“Basta, chicos”: Bianco y Larroque negaron la interna con una foto en Instagram
La escena fue breve, casi minimalista, pero cargada de mensaje político. Una historia de Instagram con una foto sonriente y un “Basta, chicos” escrito sobre la imagen. Así eligieron responder el ministro de Gobierno bonaerense, Carlos Bianco, y el ministro de Desarrollo de la Comunidad, Andrés Larroque, a los rumores de una fuerte interna en el gabinete de Axel Kicillof.
La versión de un enfrentamiento entre ambos funcionarios había comenzado a circular con fuerza en los últimos días y apuntaba a una disputa por el control del Organismo de Niñez y Adolescencia. En un oficialismo acostumbrado a la tensión entre el sector del Gobernador y el kirchnerismo duro, el dato novedoso fue otro: la pelea sería dentro del propio Movimiento Derecho al Futuro (MDF), el espacio político que articula el kicillofismo.
Según trascendidos, Bianco habría manifestado su intención de ganar influencia en ese organismo, actualmente bajo la órbita de Andrea Cáceres, dirigente de Necochea cercana al “Cuervo”. El nombre de Cáceres también suena para ocupar un rol en el Consorcio de Gestión del Puerto Quequén, que quedó sin conducción tras la salida de la massista Jimena López.
En ese escenario, si se concretara el desembarco en Quequén, Larroque buscaría preservar el control del área con otro nombre de su confianza. El trasfondo es político: Niñez no es solo una dependencia administrativa, sino una estructura territorial con despliegue en toda la provincia.
Un área sensible en tiempos de ajuste
La puja adquiere mayor relevancia en un contexto social atravesado por la crisis económica y el ajuste nacional. Las políticas sociales, la asistencia alimentaria y la intervención en situaciones de vulnerabilidad infantil forman parte del núcleo duro de la gestión bonaerense.
En ese marco, cualquier reconfiguración interna impacta no solo en el equilibrio político del gabinete, sino también en la arquitectura territorial del oficialismo.
Bianco, el ala técnica y las fricciones acumuladas
La tensión no se limitaría al vínculo con Larroque. Dentro del gabinete conviven perfiles políticos y técnicos que responden a distintos momentos del armado de Kicillof. Del lado más técnico aparecen nombres como Augusto Costa (Producción), Agustina Vila (Secretaría General) y Pablo López (Economía), todos con vínculo estrecho con el gobernador.

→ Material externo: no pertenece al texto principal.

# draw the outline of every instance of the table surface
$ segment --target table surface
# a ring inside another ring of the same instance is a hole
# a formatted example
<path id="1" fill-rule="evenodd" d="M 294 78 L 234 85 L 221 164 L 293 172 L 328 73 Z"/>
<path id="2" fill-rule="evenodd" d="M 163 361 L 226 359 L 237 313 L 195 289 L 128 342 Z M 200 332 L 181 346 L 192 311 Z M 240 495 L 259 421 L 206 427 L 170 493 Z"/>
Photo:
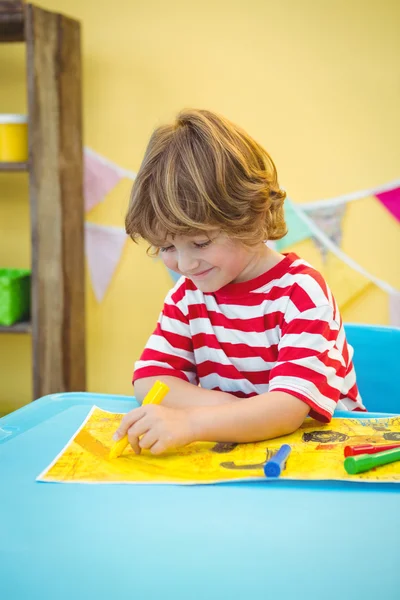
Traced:
<path id="1" fill-rule="evenodd" d="M 396 484 L 36 482 L 93 404 L 135 406 L 58 394 L 0 419 L 0 598 L 399 599 Z"/>

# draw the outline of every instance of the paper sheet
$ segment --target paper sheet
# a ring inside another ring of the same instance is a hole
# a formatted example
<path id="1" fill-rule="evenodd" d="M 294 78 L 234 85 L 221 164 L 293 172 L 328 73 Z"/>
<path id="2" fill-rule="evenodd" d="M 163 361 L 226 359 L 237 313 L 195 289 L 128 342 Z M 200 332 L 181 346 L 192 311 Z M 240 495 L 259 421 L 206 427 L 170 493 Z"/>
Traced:
<path id="1" fill-rule="evenodd" d="M 153 456 L 140 456 L 129 447 L 109 460 L 112 435 L 122 414 L 94 406 L 38 481 L 63 483 L 205 484 L 263 479 L 266 460 L 283 444 L 292 452 L 281 479 L 338 479 L 400 483 L 400 462 L 359 475 L 343 467 L 346 445 L 400 442 L 400 417 L 333 419 L 327 425 L 307 419 L 296 432 L 283 438 L 252 444 L 196 442 L 185 448 Z"/>

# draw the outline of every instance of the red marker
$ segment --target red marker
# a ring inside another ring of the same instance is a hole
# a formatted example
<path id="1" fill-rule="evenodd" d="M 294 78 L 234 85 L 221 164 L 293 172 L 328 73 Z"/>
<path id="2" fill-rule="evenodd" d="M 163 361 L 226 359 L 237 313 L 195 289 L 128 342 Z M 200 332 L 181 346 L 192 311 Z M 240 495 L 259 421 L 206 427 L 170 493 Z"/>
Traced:
<path id="1" fill-rule="evenodd" d="M 359 454 L 377 454 L 378 452 L 386 452 L 386 450 L 394 450 L 400 448 L 400 444 L 360 444 L 359 446 L 345 446 L 345 456 L 358 456 Z"/>

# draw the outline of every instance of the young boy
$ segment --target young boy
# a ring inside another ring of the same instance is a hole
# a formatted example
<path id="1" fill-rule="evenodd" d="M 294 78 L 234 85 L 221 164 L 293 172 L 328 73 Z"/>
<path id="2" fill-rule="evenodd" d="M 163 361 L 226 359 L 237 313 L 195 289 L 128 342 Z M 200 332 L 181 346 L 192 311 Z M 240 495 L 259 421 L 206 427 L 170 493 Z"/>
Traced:
<path id="1" fill-rule="evenodd" d="M 182 277 L 135 365 L 128 413 L 139 453 L 193 441 L 253 442 L 292 433 L 307 415 L 365 410 L 352 349 L 322 276 L 266 245 L 286 233 L 275 165 L 244 131 L 205 110 L 156 129 L 135 180 L 126 231 Z M 200 385 L 199 385 L 200 384 Z"/>

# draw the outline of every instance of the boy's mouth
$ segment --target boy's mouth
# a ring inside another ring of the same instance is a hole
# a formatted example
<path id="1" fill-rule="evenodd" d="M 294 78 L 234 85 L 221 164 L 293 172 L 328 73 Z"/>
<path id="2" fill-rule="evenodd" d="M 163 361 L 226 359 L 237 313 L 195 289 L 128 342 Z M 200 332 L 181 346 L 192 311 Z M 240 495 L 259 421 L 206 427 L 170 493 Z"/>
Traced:
<path id="1" fill-rule="evenodd" d="M 206 269 L 205 271 L 201 271 L 200 273 L 193 273 L 193 275 L 190 275 L 190 277 L 193 277 L 194 279 L 196 278 L 200 278 L 200 277 L 205 277 L 206 275 L 208 275 L 208 273 L 210 273 L 212 270 L 214 269 L 214 267 L 211 267 L 210 269 Z"/>

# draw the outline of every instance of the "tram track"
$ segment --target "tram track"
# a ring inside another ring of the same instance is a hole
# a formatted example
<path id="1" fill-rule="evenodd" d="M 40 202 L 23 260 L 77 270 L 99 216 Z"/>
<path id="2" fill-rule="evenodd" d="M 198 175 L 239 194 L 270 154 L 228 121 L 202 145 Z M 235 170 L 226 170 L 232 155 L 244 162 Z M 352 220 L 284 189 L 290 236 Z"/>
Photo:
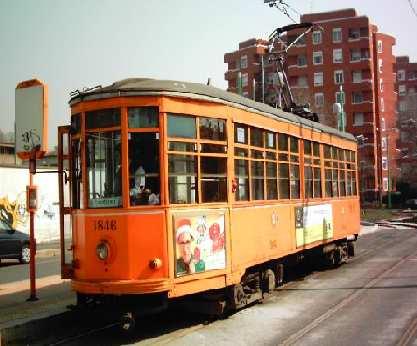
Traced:
<path id="1" fill-rule="evenodd" d="M 376 249 L 375 249 L 376 250 Z M 364 254 L 365 255 L 365 254 Z M 320 326 L 323 322 L 328 320 L 330 317 L 334 316 L 336 313 L 338 313 L 340 310 L 342 310 L 344 307 L 348 306 L 348 304 L 352 303 L 354 300 L 358 299 L 361 295 L 363 295 L 365 292 L 367 292 L 370 288 L 374 287 L 380 280 L 383 279 L 383 277 L 387 274 L 390 274 L 394 272 L 397 268 L 399 268 L 402 264 L 404 264 L 409 259 L 415 257 L 417 255 L 417 251 L 413 252 L 411 255 L 403 256 L 399 261 L 396 261 L 393 265 L 391 265 L 389 268 L 384 269 L 381 271 L 376 277 L 374 277 L 372 280 L 370 280 L 366 285 L 364 285 L 361 288 L 355 289 L 352 293 L 350 293 L 347 297 L 342 299 L 338 304 L 333 306 L 332 308 L 328 309 L 324 314 L 321 314 L 320 316 L 316 317 L 314 320 L 312 320 L 309 324 L 307 324 L 304 328 L 300 329 L 296 333 L 291 334 L 288 336 L 285 340 L 281 341 L 279 345 L 282 346 L 289 346 L 294 345 L 296 342 L 298 342 L 300 339 L 302 339 L 304 336 L 309 334 L 313 329 Z M 408 342 L 417 334 L 417 318 L 414 319 L 401 339 L 399 340 L 398 346 L 405 346 L 408 344 Z"/>
<path id="2" fill-rule="evenodd" d="M 358 260 L 366 260 L 367 257 L 371 256 L 372 254 L 388 248 L 390 245 L 392 245 L 394 242 L 396 245 L 401 245 L 403 243 L 406 243 L 409 241 L 409 239 L 413 237 L 413 234 L 410 234 L 410 236 L 407 236 L 406 238 L 401 239 L 401 241 L 398 242 L 398 239 L 396 237 L 389 237 L 389 239 L 381 239 L 382 241 L 379 241 L 376 246 L 373 246 L 371 248 L 368 248 L 363 251 L 358 251 L 357 255 L 352 261 L 349 261 L 349 263 L 354 264 L 357 263 Z M 306 325 L 304 328 L 298 330 L 296 333 L 290 335 L 287 337 L 284 341 L 282 341 L 281 345 L 291 345 L 296 343 L 298 340 L 300 340 L 303 336 L 307 335 L 310 331 L 317 328 L 322 324 L 324 321 L 328 320 L 330 317 L 334 316 L 336 313 L 338 313 L 340 310 L 342 310 L 345 306 L 347 306 L 349 303 L 360 297 L 364 292 L 366 292 L 369 288 L 372 288 L 374 285 L 376 285 L 386 274 L 389 274 L 390 272 L 395 271 L 398 266 L 400 266 L 402 263 L 407 261 L 412 256 L 415 256 L 416 253 L 413 253 L 412 255 L 404 256 L 399 261 L 394 263 L 389 268 L 385 269 L 384 271 L 380 272 L 376 277 L 374 277 L 371 281 L 369 281 L 365 286 L 355 289 L 354 292 L 349 294 L 348 297 L 344 298 L 342 301 L 337 303 L 335 306 L 330 308 L 326 313 L 318 316 L 313 321 L 311 321 L 308 325 Z M 348 263 L 348 264 L 349 264 Z M 312 273 L 308 273 L 307 277 L 311 279 L 317 278 L 317 276 L 320 276 L 322 274 L 322 271 L 315 271 Z M 277 289 L 273 295 L 279 294 L 281 290 L 290 289 L 291 286 L 296 285 L 297 283 L 294 281 L 289 281 L 284 286 Z M 268 298 L 266 298 L 267 301 Z M 76 312 L 74 312 L 76 313 Z M 153 322 L 147 321 L 147 320 L 138 320 L 138 331 L 135 332 L 136 335 L 133 337 L 129 337 L 129 342 L 132 340 L 134 342 L 144 342 L 145 344 L 153 345 L 153 344 L 162 344 L 167 345 L 171 342 L 174 342 L 178 339 L 181 339 L 188 334 L 198 332 L 198 330 L 204 329 L 207 326 L 207 321 L 205 319 L 201 318 L 193 318 L 189 317 L 187 321 L 179 322 L 175 318 L 172 318 L 170 316 L 170 313 L 162 314 L 159 316 L 154 316 Z M 168 316 L 168 317 L 167 317 Z M 155 323 L 156 322 L 156 323 Z M 158 326 L 159 325 L 159 326 Z M 114 321 L 108 324 L 104 325 L 96 325 L 96 327 L 89 328 L 86 330 L 80 330 L 78 334 L 73 335 L 67 335 L 63 338 L 56 338 L 52 342 L 48 342 L 50 345 L 82 345 L 85 343 L 88 343 L 89 340 L 95 340 L 97 339 L 103 339 L 105 338 L 105 335 L 112 335 L 111 338 L 113 338 L 115 333 L 118 333 L 119 336 L 116 336 L 115 338 L 122 344 L 126 342 L 126 336 L 120 335 L 119 330 L 120 323 L 115 323 Z M 141 329 L 145 328 L 145 332 Z M 408 344 L 408 342 L 415 337 L 417 333 L 417 318 L 412 321 L 404 333 L 402 339 L 399 341 L 398 345 L 405 346 Z M 103 336 L 104 335 L 104 336 Z M 35 342 L 34 344 L 42 344 L 42 342 Z"/>

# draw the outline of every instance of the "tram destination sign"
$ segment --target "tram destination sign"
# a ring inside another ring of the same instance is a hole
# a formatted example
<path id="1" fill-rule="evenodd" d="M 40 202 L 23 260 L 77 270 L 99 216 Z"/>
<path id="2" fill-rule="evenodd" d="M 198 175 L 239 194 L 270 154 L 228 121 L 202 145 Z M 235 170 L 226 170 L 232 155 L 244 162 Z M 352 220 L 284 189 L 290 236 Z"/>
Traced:
<path id="1" fill-rule="evenodd" d="M 32 150 L 47 150 L 47 86 L 32 79 L 20 82 L 15 90 L 15 144 L 19 156 Z"/>

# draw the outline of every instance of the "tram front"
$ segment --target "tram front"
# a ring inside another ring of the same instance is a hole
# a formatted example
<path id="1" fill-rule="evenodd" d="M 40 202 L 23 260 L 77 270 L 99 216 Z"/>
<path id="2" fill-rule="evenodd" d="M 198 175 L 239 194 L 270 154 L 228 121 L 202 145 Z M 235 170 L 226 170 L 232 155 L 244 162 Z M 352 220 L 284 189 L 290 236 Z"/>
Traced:
<path id="1" fill-rule="evenodd" d="M 59 129 L 62 276 L 82 300 L 169 290 L 162 115 L 151 103 L 75 97 Z"/>

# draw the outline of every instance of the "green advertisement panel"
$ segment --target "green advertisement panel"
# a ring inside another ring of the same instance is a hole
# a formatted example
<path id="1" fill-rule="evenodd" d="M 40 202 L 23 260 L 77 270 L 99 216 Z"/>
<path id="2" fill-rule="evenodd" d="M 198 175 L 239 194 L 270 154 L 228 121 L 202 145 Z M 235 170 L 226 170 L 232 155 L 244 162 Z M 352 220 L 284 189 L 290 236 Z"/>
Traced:
<path id="1" fill-rule="evenodd" d="M 332 205 L 296 207 L 295 234 L 297 247 L 333 238 Z"/>

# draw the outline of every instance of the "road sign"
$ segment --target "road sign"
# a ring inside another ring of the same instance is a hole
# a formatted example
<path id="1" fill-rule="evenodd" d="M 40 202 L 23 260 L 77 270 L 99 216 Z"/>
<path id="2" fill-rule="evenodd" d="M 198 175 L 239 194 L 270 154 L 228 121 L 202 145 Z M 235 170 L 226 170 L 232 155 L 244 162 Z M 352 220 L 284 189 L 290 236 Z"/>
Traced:
<path id="1" fill-rule="evenodd" d="M 37 79 L 20 82 L 15 91 L 16 153 L 28 159 L 47 150 L 48 89 Z"/>

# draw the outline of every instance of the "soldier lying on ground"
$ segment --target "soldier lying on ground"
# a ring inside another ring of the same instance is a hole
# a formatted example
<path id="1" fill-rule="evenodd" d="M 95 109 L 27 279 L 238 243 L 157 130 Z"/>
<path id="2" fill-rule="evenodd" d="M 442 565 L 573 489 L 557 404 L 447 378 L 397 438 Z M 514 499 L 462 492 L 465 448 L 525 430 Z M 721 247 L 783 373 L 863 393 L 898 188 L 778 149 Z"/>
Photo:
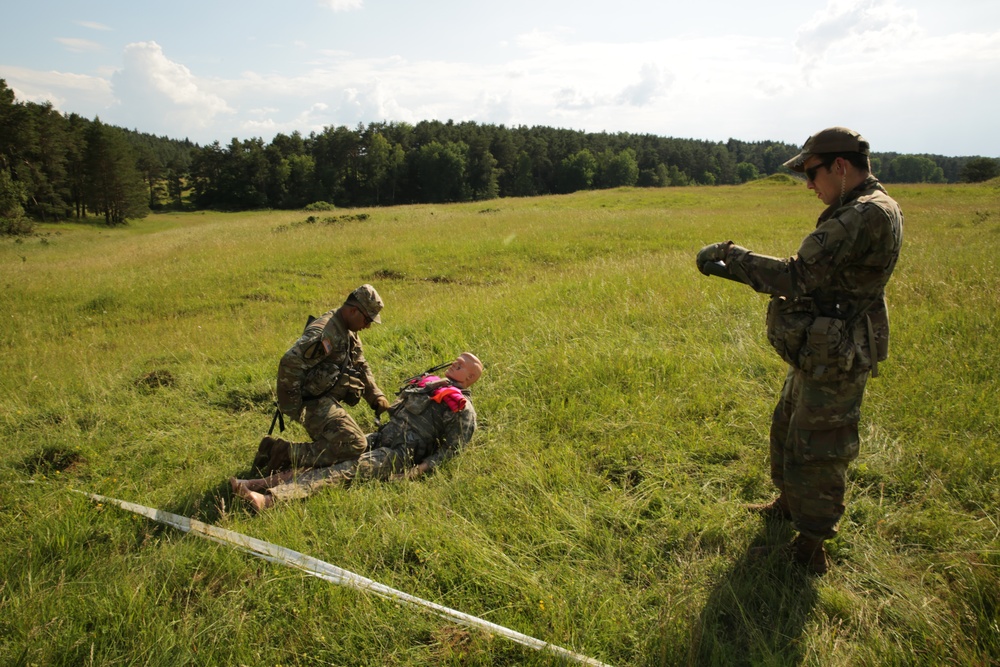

El ministro de Gobierno fue jefe de Gabinete en el inicio de la gestión y uno de los principales estrategas de la campaña de 2019, pero -de acuerdo a lo informado por LaPoliticaOnline- nunca habría terminado de integrarse al núcleo más técnico del kicillofismo.
En paralelo, declaraciones públicas de Bianco sumaron tensión. En una entrevista reciente sostuvo que el peronismo está “fragmentado” y con problemas de conducción, y mencionó a Cristina Fernández de Kirchner como “uno de los sectores” dentro de esa fragmentación.
Las palabras generaron malestar en sectores de La Cámpora y en referentes del kirchnerismo. La diputada nacional Teresa García le pidió públicamente prudencia, en un contexto atravesado por conflictos gremiales y paros de estatales y judiciales en la provincia.
La foto como mensaje político
El gesto en Instagram funcionó como intento de clausurar la discusión. La imagen compartida por Bianco y replicada por Larroque buscó instalar una idea de unidad y desactivar la narrativa de crisis en la cúpula del Ejecutivo bonaerense.
Sin embargo, más allá del gesto, la disputa por espacios de poder dentro del oficialismo bonaerense se inscribe en una lógica más amplia: el reordenamiento del peronismo en la provincia, con Kicillof concentrando la gestión, la conducción del PJ bonaerense y el liderazgo de su propio espacio.
La imagen apaciguó la superficie. El trasfondo, atravesado por equilibrios delicados entre el MDF, La Cámpora y el resto del peronismo provincial, sigue en movimiento.